Koch's One Thousand Avant-garde Plays described as "a pure act of poetic invention" by David Lehman in the Washington Post Book World. The cast of characters in these plays includes Lord Byron, Bozo, Olive Oyl, a Chinese cook, Little Red Riding Hood, Watteau, and hippopotami. "These brief plays are not fragments but full-blown dramas distilled to the action at the heart of each," asserted Lehman, concluding that "one can only applaud [Koch's] insistence on making plays that are at once intelligent and entertaining."
In an online interview with John Tranter for Jacket, Koch once praised "the genius in contemporary theatre. Most of the genius . . . seems to be in the directors. I'm not sure I can tell genius in an actor; there seems to be some there too. But the texts of contemporary plays I've seen have not seemed to me to be of the same quality—most of them—as that of the work of the best directors."
Aside from writing poetry, Koch also devoted his time to teaching poetry to children and to the elderly. In 1968 he began his experiment with children at P.S. 61, a New York City elementary school.
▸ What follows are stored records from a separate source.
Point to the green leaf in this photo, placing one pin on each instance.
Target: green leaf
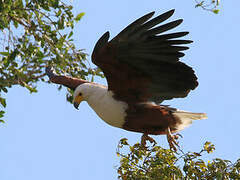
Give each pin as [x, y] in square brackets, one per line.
[3, 102]
[1, 114]
[4, 53]
[79, 16]
[70, 34]
[2, 121]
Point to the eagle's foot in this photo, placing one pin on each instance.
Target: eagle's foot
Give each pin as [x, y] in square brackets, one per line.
[146, 138]
[172, 139]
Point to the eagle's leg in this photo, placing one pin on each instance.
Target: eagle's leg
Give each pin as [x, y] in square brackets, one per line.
[146, 138]
[172, 139]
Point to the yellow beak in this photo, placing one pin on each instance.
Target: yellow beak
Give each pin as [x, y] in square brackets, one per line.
[77, 101]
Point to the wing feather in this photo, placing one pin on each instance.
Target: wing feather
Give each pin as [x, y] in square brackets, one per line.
[142, 64]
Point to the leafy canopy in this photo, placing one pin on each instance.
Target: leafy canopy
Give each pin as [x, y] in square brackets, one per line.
[35, 34]
[156, 163]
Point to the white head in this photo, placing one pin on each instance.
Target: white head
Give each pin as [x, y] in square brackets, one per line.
[81, 93]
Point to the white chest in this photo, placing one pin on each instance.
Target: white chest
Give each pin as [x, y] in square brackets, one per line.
[107, 108]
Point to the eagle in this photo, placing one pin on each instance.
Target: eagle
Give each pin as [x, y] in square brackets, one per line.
[142, 68]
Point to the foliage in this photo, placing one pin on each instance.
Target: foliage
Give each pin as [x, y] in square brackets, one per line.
[156, 163]
[39, 33]
[35, 34]
[211, 5]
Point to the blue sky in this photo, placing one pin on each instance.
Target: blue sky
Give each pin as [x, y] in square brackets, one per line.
[46, 138]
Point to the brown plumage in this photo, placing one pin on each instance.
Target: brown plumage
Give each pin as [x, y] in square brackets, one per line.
[142, 68]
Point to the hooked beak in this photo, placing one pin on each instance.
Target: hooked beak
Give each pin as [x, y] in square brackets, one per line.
[77, 101]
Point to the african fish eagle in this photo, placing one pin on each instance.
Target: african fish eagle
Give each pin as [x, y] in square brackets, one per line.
[142, 68]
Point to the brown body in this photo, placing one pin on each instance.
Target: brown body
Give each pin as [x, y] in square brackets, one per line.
[150, 119]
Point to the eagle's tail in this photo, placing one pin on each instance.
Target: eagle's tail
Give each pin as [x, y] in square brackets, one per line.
[186, 118]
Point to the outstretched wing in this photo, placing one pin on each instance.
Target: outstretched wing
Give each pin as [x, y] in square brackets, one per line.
[142, 62]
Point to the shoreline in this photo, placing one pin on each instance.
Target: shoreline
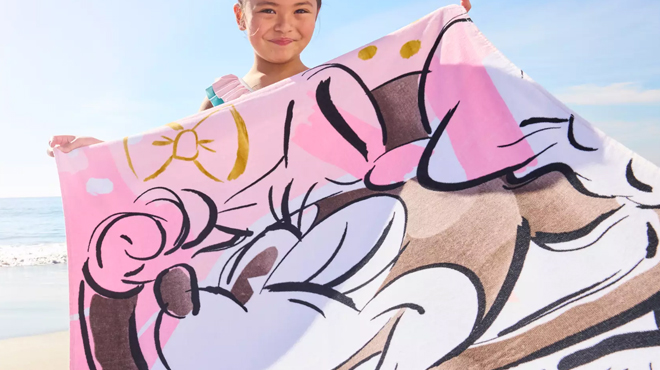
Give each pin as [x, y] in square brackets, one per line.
[35, 301]
[43, 351]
His Wishes, Lies, and Dreams: Teaching Children to Write Poetry describes how writing became exciting for these students and includes some of the student poetry that resulted from Koch's instruction. Saturday Review contributor Herbert Kohl considered the work "perhaps the best book I have read portraying the joy and excitement young people experience when writing in a happy place where people care about their work."
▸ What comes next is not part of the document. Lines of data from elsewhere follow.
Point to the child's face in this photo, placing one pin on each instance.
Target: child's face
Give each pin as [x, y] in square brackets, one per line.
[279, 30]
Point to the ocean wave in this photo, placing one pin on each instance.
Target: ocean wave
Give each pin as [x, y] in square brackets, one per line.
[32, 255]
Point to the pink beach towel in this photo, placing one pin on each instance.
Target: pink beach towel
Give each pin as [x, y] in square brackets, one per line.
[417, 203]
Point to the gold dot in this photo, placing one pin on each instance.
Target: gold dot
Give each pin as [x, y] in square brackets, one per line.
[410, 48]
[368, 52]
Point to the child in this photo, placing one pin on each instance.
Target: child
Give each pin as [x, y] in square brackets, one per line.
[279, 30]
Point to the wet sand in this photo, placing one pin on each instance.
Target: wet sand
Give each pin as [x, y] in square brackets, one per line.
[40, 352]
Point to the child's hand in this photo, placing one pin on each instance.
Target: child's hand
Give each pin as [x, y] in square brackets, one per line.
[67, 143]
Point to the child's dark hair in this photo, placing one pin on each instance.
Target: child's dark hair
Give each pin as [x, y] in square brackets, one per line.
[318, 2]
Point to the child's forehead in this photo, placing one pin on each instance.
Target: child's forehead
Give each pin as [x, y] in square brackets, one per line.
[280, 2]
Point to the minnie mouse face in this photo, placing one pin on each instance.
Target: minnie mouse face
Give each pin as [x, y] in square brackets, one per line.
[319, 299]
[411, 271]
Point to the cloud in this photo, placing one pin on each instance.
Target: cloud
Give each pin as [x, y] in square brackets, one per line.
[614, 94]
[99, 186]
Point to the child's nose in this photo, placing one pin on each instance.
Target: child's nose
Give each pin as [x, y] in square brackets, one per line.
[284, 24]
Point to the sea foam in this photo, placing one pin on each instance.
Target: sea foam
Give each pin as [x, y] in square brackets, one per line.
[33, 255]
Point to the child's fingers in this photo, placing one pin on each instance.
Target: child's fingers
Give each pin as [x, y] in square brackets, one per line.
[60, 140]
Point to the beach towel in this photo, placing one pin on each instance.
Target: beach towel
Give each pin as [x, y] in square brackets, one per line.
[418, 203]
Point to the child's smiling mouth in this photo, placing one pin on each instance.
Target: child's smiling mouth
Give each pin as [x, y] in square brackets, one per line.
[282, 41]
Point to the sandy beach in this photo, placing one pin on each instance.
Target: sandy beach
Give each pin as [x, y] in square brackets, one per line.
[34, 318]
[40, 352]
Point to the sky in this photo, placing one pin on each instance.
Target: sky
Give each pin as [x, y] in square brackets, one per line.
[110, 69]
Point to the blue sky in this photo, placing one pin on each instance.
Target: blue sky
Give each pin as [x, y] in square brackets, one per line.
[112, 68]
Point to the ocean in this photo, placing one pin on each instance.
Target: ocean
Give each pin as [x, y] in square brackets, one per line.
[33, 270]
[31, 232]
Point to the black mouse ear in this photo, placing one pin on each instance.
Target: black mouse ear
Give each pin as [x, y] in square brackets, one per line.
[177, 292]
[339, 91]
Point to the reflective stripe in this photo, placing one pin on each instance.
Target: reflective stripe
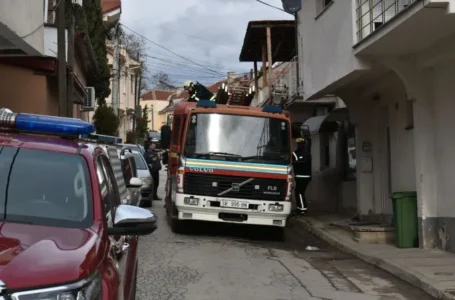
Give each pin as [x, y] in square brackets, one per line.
[301, 203]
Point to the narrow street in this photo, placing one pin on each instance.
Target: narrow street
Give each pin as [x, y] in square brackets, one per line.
[236, 262]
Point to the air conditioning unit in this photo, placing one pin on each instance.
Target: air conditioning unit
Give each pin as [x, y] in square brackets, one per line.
[89, 101]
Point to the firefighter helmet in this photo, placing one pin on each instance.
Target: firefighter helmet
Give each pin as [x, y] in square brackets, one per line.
[187, 84]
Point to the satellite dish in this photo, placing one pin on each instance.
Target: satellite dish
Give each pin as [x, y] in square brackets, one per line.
[292, 6]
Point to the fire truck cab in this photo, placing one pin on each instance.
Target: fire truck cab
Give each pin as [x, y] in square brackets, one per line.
[228, 163]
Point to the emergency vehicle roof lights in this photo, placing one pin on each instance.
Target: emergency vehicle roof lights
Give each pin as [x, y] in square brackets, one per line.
[44, 124]
[276, 109]
[107, 139]
[206, 104]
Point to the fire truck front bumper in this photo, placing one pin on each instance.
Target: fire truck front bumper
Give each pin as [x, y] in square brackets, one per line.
[231, 210]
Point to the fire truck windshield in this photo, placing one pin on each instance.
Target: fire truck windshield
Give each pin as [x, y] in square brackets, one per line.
[238, 137]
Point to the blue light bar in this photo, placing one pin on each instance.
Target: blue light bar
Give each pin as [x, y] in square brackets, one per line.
[276, 109]
[107, 139]
[206, 104]
[44, 124]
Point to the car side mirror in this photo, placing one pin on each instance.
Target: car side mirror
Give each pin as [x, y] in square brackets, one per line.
[135, 183]
[165, 136]
[133, 220]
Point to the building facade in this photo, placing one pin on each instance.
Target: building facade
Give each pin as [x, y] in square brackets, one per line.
[391, 64]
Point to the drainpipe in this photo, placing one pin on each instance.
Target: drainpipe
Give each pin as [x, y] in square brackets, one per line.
[297, 76]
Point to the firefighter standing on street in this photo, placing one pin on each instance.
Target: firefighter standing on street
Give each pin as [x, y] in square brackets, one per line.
[302, 172]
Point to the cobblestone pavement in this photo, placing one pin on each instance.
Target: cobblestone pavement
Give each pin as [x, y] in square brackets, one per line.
[218, 262]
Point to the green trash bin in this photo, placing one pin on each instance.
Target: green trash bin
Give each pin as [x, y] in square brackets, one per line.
[405, 219]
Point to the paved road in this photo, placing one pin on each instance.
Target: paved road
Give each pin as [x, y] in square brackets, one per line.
[218, 262]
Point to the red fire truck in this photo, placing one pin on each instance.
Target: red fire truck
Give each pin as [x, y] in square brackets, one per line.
[228, 163]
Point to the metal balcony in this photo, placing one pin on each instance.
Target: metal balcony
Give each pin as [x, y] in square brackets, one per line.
[372, 14]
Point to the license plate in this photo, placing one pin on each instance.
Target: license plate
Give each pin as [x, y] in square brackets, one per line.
[234, 204]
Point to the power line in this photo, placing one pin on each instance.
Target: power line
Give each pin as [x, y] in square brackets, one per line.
[191, 36]
[179, 64]
[170, 51]
[272, 6]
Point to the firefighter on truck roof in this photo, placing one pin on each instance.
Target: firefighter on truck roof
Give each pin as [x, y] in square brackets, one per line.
[197, 91]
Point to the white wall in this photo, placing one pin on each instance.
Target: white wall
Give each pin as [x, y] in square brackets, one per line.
[327, 44]
[50, 42]
[444, 108]
[24, 17]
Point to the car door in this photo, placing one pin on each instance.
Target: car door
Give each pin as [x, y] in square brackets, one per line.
[126, 246]
[119, 247]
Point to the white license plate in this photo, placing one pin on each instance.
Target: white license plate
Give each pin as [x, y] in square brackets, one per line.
[234, 204]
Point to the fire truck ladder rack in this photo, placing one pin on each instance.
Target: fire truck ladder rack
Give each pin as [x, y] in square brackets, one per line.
[237, 95]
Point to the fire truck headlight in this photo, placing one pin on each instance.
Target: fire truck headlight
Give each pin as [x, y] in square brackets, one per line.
[191, 201]
[276, 207]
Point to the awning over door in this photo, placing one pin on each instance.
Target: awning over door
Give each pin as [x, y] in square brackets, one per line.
[327, 123]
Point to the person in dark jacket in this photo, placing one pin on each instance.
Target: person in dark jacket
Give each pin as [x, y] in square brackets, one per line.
[154, 164]
[302, 172]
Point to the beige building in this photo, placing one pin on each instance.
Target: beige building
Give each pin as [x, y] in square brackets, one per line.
[156, 101]
[28, 58]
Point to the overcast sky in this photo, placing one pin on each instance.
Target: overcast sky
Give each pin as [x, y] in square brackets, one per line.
[208, 32]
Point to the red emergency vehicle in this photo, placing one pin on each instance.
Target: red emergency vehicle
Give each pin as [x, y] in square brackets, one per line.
[228, 163]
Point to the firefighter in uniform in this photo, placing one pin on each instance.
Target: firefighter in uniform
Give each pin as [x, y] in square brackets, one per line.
[197, 91]
[302, 173]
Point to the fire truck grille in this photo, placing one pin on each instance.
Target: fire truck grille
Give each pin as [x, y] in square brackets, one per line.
[235, 187]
Although the students in Koch's class wrote some exceptional poetry, Koch didn't stop there. As John Gardner explained in the New York Times Book Review, "The children themselves felt a need for something more. Koch's response was to shift the experiment to 'teaching great poetry to children,' thus broadening the tradition available to them." The record of this experiment and its tremendous results is Rose, Where Did You Get That Red?: Teaching Great Poetry to Children. Koch also worked with the residents of Manhattan's American Nursing Home, and I Never Told Anybody: Teaching Poetry Writing in a Nursing Home was the result. As well as collecting his students' poems, the book presents what a Time reviewer described as a "highly readable account of how he coaxed his students along." At first unresponsive, the elderly and infirm students learned "to summon and repeat words joyfully, to exaggerate enthusiastically, to celebrate contrasts, to become immersed in nature, to imagine all sorts of places, to put themselves into many different kinds of shoes," wrote Robert Coles in the New York Times Book Review.
"I seem to go on being influenced, and encouraged, by what I read," Koch once noted of his work as a poet. For his part, Koch also served as an influence to the writers who have followed in his wake. "Koch's poetry remains an underrated treasure, arousing discipleship and high ardor wherever the spirit of the New York school is strong and ignored wherever not," Lehman noted in his book. Bernard F. Dick in World Literature Today observed that the author's body of work depicts "a poet's progress, beginning with self-conscious experimentation in the usual way of finding a voice and ending with a voice as distinctive and resonant as the ones that echo through the poetry." Dick added that Koch's poems "attest to a creative power and its gradual refinement, as life and art, the playful and the profound."